Inevitably, reddit will, someday, do something to anger it’s userbase again. But that time, or a few cycles of this down the line, when people start looking to alternatives, one or more will actually be big enough for the majority of redditors to actually be willing to move there. At that point, the site may collapse, the damage reddit does to itself with this incident will become apparent: motivating people to build it’s own competition.
I mean, since there’s no central site to shut down, Lemmy failing would pretty much just mean that it stagnates and some of the bigger instances shut down, at which point there still would be some remnant of it left to stay on, if a smaller one. Failing that, it isn’t the only reddit alternative that people have been working on, so maybe one of the others will be more successful.
The only one Ive played for any length of time is freeciv, which as the name implies is based of the civilization games, mostly civ2. It’s a bit old looking these days and setting up multiplayer has always been a bit fiddly, but the gameplay is pretty fun imo.
Was initially surprised about WeChat not being higher just because my understanding was that it was the main social site in China with a lot of the ones popular outside of that country being banned, but I suppose practically nobody outside of China uses it and they are still a minority of the world, big as they are, so on second thought it makes sense. Seeing Pinterest above Twitter genuinely surprises me though, I don’t think I’ve ever seen anyone talking about Pinterest, mentioning their Pinterest account, or linking to it, and tbh I don’t actually even know what sort of site it is or what it even looks like.

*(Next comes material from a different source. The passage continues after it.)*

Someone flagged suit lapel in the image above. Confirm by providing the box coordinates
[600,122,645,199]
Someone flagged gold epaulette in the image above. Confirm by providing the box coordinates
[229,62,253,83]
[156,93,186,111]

personally I’ll probably use reddit as well as lemmy for a few weeks, but less and less. I use a 3rd party client (slide for reddit) and dont intend to go back to the official app, when Ive last used it I found it unusable and this whole incident has really soured my opinion of it. I may occasionally visit it on desktop after that is gone, I actually dont mind new reddit on desktop unlike most, but since I dont usually use social sites on my desktop anyway and again, have been liking reddit less after this, I dont foresee myself using it that way much and probably will leave entirely after awhile. Lemmy doesnt really have all the small communities reddit does, but that does seem to be changing pretty rapidly. Im sure a whole lot of recent lemmy users will go back after awhile, but given the apps havent even shut down yet, my hope is that enough people come and stay for there to be enough to be happy with, even if its nowhere near the user count of reddit
Technically it should already be possible for a company to advertise here, no? Not in the “there are little video boxes you can’t get rid of (barring adblocker extensions)” but in the sense that one could have their employees create accounts and make comments and posts to promote their products. They’d probably have to do it subtly and sneakily, because they’d likely get banned or if they had their own instance, defederated, but they could. Wouldn’t even need to pay anything beyond employee salaries to make it.
I feel like “proper” ads would be more difficult to implement, because even if the software were updated to include the ability to add them, people could and likely would make forks of it that just didn’t display those from federated servers, or clients that don’t on any server, and because the software is open source there would be no stopping it. An instance could defederate instances using such an ad-blocking fork, but that would risk ending up themselves isolated and therefore lose much of their traffic and viability as a platform.